I review books online whether anyone reads the reviews or not.
I write novels that rank somewhere in the top three million books sold on Amazon.
Sometimes I ask myself why I bother. And then I answer my own question: it’s like breathing. I can’t not write.
I’ve been writing stories on my own time, for my own amusement, ever since I was in elementary school. My first publication, however, was a critique of J.D. Salinger’s The Catcher in the Rye, written for a freshman advanced writers’ class at Marquette University. I suspect it received notice because I found Holden Caulfield tiresome and the entire novel a waste of time, which was the polar opposite of what most young people thought about that book in 1963.
For the next seventeen years, through marriage and motherhood and full-time jobs in hospitals, I didn’t write much, although I thought about it a lot. It wasn’t until my divorce in 1980 that my inner muse stood up and wanted out.

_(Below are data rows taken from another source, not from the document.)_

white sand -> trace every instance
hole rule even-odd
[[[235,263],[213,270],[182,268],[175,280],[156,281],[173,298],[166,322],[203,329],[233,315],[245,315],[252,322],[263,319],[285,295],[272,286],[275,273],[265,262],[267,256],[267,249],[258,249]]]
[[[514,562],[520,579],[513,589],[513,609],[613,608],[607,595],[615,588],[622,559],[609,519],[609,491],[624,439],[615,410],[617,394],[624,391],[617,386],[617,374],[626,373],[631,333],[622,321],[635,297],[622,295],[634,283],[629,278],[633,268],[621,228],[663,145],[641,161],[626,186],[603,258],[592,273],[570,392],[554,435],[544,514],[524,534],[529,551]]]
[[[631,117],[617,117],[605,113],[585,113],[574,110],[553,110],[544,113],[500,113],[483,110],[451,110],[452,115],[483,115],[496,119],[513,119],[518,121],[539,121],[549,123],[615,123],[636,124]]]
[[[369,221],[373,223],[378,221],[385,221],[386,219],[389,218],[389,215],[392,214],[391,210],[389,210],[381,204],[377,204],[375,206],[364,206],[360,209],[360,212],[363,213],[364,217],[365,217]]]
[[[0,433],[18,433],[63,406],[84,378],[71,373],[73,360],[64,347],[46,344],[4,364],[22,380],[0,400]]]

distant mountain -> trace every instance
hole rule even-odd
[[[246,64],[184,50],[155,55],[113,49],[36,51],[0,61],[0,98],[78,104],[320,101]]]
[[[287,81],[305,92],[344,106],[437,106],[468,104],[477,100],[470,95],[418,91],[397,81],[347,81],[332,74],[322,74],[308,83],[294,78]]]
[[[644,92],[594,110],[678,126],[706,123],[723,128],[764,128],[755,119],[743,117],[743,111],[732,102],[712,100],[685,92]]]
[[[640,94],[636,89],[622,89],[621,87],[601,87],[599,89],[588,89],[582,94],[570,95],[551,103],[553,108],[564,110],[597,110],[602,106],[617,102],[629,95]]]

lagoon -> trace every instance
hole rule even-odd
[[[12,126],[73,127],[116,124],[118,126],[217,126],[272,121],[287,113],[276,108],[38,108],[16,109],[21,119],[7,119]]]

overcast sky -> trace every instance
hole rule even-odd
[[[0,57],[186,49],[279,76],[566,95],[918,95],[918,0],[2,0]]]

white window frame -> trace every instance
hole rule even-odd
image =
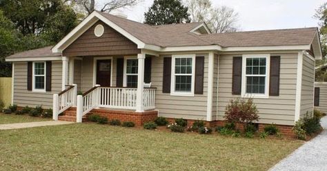
[[[35,63],[43,63],[44,64],[44,74],[35,74]],[[32,67],[32,92],[46,92],[46,61],[33,61],[33,65]],[[43,76],[44,77],[44,88],[40,89],[40,88],[35,88],[35,77],[37,76]]]
[[[259,76],[259,75],[248,75],[246,74],[246,59],[248,58],[266,58],[266,74],[260,75],[260,77],[266,77],[265,79],[265,92],[264,94],[259,93],[246,93],[246,77]],[[270,71],[270,54],[243,54],[242,57],[242,85],[241,85],[241,97],[244,98],[263,98],[266,99],[269,97],[269,79]]]
[[[127,74],[127,60],[129,59],[135,59],[138,60],[137,57],[135,56],[128,56],[123,57],[123,86],[127,87],[127,76],[128,75],[137,75],[139,74],[139,68],[137,68],[137,74]],[[139,64],[139,61],[137,61],[137,64]],[[137,65],[137,67],[139,66]],[[137,86],[136,87],[137,88]]]
[[[195,80],[195,54],[172,54],[172,67],[171,67],[171,81],[170,81],[170,95],[171,96],[187,96],[187,97],[194,97],[194,83]],[[190,92],[179,92],[175,91],[175,76],[176,75],[181,75],[181,74],[176,74],[175,73],[175,59],[177,58],[192,58],[192,74],[189,74],[189,75],[192,76],[191,79],[191,91]],[[186,75],[186,74],[183,74],[181,75]]]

I recently read that it’s not unusual for authors to have a “book of the heart.” It’s a story they need to tell. For some, it may be the only book they ever write. For others, it will always feel like their most important work, even if no one else appreciates it, no agent will accept it, and it never sees the light of publication. They may produce other books that sell more or are written more skillfully, but writing the book of their heart wasn’t a commercial endeavor in the first place, and so it will always hold that special place.
While I can’t really identify any one of my books as the book of my heart, I do see recurring themes in three of them: love, loss, infidelity, and the effects of the Vietnam war on the main characters and their families. These are the three novels I wrote in the 1980s, in ink on the back sides of scrap paper I brought home from work—the three that kept me up, writing late into the night even when I had to be back at work bright and early the next morning. They were stories I needed to tell, experiences I needed to examine, and emotions I needed to get out into the open.
Writing, I have always said, is what keeps me off antidepressants. And, it’s a lot cheaper.